C’est aujourd’hui l’acteur le plus « bankable » et le plus séduisant de la planète. Dans « The Great Gatsby » de Baz Lurhmann (« Roméo + Juliette », « Moulin Rouge »), la star américaine réussit la prouesse – excusez du peu – de nous faire (presque) oublier la magnifique prestation de Robert Redford dans l’adaptation cinématographique réalisée il y quarante ans par Jack Clayton. Au fond, la différence entre Leo et son personnage créé par l’écrivain F.Scott Fitzgerald, c’est que ce dernier mène une existence basée sur les apparences (souvent trompeuses) et que DiCaprio lui, les combat farouchement. Homme pragmatique, depuis qu’il a compris que sa notoriété pouvait servir la cause verte, l’ex héros de « Titanic » n’a en effet qu’une ambition : éviter que notre planète Terre coule à pic !

 

Leonardo DiCaprio : l'ouverture du festival de Cannes et Gatsby le Magnifique

« Gatsby » va faire l’ouverture du Festival de Cannes. Une anecdote à nous raconter à propos de cet événement majeur ?

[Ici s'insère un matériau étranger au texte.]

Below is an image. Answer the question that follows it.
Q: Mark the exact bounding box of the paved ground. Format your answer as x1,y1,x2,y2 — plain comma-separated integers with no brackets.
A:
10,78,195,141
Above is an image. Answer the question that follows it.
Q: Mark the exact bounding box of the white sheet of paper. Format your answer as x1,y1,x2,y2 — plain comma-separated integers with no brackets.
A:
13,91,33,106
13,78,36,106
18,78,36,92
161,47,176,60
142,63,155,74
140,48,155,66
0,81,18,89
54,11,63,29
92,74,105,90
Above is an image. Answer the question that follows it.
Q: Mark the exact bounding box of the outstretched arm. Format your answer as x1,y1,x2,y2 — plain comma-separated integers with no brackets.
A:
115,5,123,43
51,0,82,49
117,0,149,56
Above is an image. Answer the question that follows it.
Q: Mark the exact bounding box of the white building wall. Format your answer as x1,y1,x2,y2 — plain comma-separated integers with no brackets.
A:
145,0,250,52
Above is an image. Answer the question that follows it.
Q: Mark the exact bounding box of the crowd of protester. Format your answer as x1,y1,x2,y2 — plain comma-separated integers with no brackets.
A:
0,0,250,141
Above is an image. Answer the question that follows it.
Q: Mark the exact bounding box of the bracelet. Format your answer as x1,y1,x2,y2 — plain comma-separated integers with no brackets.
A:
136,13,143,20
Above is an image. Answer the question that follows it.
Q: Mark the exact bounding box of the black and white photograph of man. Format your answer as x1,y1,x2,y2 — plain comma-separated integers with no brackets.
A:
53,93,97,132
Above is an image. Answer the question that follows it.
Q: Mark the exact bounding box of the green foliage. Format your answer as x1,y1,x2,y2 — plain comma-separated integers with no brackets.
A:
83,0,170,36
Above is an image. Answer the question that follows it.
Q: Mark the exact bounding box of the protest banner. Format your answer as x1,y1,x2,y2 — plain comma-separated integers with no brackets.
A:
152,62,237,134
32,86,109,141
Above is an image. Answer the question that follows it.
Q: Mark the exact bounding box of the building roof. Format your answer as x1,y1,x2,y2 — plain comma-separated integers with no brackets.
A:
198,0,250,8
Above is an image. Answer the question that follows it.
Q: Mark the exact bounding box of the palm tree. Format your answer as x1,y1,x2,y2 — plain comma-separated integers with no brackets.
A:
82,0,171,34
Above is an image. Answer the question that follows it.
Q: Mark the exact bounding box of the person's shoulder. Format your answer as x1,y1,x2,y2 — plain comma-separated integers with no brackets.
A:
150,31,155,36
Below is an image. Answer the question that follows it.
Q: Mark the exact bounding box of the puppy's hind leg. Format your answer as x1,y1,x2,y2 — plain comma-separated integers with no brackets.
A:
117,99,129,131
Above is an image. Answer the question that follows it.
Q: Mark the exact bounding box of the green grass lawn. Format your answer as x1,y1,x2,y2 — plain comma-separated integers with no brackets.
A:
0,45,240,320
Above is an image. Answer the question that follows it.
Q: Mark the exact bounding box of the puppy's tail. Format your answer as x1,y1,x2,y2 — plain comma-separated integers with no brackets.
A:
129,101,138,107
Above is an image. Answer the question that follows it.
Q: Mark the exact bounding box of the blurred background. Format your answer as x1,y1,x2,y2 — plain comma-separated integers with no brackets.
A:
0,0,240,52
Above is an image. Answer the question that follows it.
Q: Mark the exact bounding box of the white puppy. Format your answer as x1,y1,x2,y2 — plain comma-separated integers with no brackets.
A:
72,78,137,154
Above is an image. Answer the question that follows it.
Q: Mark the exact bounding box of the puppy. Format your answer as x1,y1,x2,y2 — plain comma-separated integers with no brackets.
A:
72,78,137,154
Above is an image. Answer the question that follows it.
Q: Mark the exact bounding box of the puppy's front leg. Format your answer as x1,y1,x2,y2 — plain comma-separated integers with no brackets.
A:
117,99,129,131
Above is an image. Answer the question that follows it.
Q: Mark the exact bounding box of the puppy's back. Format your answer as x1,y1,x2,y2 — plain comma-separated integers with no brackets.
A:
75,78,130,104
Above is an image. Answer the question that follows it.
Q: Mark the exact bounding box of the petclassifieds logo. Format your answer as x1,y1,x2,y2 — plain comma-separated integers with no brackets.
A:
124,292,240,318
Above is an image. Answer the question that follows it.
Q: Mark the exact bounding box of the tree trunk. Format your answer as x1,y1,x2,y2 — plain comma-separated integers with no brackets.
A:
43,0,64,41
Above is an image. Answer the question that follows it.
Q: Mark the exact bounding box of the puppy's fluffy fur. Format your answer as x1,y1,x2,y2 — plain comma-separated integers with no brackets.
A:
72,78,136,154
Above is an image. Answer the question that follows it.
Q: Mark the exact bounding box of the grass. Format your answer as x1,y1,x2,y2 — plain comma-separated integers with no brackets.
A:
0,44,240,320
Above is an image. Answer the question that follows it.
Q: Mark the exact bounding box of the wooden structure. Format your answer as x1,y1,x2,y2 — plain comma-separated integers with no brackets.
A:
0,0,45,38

Leonardo DiCaprio : Monter les marches, c’est quelque chose qui compte dans la vie d’un acteur. Me rendre à Cannes, c’est un peu comme revivre la « Dolce Vita » à chaque fois. C’est comme si la ville entière s’était métamorphosée en un gigantesque, un tentaculaire tapis rouge. Ce que j’aime chez les Cannois c’est qu’ils contribuent, à leur manière, au succès et au rayonnement de ce Festival. Toute la collectivité respire et vit à l’heure du cinéma. Je suis ravi que « Gatsby » fasse l’ouverture de Cannes. J’en suis même fier. C’est une production risquée, un joyau et Cannes sera en quelque sorte son écrin. Baz (Ndlr : Baz Lurhmann) a su complètement réinventer ce chef d’œuvre de F.Scott Fitzgerald. Sa vision en est époustouflante !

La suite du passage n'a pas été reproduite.